The plan to stop the shark - by driving it insane and ramming it with the prow - is less impressive. The inter-cutting during the climax to Roy Scheider's victory in the first film is a dumb, dumb move. Well, at least they didn't kill the only brother on the boat; the way Sharkie reaches Jake is physically impossible, so I'm doubly glad he survives. (sorry for the spoiler)


The bad judgment calls continued after filming, though. The tag-line is famous among lots of people, and stands as my all-time favorite - “Jaws 4, This Time It’s Personal.” People know and love this subtitle because it’s horrible and hysterical, and I’ll probably write a post on those last 4 words alone. Really, that tag-line makes me want to bounce up and down while hugging myself.

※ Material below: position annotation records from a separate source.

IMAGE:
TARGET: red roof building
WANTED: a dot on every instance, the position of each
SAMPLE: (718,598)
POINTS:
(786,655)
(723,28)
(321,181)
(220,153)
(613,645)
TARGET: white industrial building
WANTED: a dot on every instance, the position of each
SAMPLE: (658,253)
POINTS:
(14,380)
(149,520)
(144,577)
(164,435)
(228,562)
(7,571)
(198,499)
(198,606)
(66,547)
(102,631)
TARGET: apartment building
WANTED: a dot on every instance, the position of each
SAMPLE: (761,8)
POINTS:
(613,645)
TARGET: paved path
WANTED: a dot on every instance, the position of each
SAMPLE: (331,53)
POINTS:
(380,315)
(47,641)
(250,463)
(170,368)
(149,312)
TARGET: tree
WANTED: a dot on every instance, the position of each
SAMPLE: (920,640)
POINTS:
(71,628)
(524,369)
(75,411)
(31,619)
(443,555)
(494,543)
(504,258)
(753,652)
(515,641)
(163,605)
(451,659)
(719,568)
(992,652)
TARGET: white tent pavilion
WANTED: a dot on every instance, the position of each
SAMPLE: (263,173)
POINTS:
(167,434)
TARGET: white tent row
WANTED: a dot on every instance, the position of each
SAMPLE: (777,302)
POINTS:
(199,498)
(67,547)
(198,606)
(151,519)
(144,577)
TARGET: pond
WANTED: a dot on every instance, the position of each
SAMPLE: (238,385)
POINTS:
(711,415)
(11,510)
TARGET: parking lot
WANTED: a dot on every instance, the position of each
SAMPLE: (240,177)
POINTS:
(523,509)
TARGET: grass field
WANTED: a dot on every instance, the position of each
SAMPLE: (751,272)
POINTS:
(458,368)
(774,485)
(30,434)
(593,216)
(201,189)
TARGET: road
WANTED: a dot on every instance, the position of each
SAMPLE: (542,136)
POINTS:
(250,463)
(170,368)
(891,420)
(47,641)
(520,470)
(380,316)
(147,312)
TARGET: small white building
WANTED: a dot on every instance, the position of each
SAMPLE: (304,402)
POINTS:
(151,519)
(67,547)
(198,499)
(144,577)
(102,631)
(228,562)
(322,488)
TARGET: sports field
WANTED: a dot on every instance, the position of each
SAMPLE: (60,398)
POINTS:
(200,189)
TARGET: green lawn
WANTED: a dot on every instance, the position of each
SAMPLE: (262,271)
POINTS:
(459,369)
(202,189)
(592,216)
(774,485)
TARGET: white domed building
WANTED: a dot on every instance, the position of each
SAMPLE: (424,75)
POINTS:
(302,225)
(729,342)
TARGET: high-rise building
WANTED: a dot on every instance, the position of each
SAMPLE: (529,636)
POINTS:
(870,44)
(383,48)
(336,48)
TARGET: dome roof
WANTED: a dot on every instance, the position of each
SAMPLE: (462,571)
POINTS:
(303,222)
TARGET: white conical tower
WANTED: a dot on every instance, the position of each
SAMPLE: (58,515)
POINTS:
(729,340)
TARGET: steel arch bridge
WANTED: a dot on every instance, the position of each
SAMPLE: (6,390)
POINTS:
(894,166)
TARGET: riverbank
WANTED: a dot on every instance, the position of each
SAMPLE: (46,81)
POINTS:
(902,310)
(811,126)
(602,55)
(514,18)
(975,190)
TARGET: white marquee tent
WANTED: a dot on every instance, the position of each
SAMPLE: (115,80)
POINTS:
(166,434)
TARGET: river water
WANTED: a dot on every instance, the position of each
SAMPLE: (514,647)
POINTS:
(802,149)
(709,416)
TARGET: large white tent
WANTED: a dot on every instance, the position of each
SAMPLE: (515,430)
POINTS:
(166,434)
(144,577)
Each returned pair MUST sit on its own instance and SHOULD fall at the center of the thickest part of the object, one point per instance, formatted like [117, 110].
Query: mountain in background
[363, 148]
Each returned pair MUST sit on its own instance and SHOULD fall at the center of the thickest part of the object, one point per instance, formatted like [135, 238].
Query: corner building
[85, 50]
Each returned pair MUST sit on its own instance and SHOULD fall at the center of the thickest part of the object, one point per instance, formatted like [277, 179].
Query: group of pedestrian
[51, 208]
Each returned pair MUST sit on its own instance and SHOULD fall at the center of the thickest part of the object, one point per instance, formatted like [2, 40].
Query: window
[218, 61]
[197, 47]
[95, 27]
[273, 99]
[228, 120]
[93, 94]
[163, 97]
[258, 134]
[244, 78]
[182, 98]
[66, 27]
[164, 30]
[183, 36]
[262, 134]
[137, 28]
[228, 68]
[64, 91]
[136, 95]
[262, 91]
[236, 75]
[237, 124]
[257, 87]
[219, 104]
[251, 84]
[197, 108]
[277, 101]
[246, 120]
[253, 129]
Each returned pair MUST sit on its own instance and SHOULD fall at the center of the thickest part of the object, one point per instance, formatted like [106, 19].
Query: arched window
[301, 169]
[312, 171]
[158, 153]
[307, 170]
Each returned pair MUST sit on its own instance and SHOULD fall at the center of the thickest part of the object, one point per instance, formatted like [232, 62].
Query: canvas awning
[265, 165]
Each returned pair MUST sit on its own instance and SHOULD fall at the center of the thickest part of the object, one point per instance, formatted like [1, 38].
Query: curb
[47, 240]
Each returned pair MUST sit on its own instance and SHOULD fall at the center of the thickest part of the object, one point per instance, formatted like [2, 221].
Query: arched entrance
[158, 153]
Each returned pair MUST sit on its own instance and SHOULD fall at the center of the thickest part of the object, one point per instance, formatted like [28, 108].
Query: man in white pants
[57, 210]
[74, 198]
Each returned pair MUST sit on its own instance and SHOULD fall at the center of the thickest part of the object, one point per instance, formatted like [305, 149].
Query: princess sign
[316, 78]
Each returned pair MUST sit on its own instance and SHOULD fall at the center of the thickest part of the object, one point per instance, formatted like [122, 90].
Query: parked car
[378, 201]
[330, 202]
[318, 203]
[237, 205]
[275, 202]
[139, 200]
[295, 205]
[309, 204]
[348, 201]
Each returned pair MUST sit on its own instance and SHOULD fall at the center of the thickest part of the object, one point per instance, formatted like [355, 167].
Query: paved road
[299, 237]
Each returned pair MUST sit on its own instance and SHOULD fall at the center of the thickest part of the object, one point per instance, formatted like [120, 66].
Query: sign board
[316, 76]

A final word has to go to Michael Caine, of course. His part here is famously trumpeted as another classic "so Michael was buying a house" role. His performance is never sub-standard or bad, and his presence is familiar and comforting. Yet I too love seeing good actors in bad movies (when they're not horrible, 'natch). And I also love wondering if his character Hoagie goes by other names like hero, submariner, zeppelin, grinder, torpedo, rocket, po-boy, or sub.

"Jaws 4" was a misguided attempt at sucking the last little bit out of the bottom of a soda can. They used a defective straw, however, and the leftover wasn't satisfying. The cast can't be blamed for any of this, since their work is fine and they provide most of the few highlights here.

I have to praise the film's reliance on characters and their development. The tropical setting merits a big thumbs-up, so maybe the non-action camerawork deserves some credit. Then again, it's so damn pretty I might be too generous.

In the end, I have only this slightly left-handed compliment: Jaws 4 is bad, and not quite so bad as to be fun, but (at least) it's not so bad that you'll be upset about it. Bonus points for the great Hoagie, "Oh 5#it!" moment, and the underwater escape Michael makes in the middle. Also, for Mario van Peebles, who's still kicking it at the end.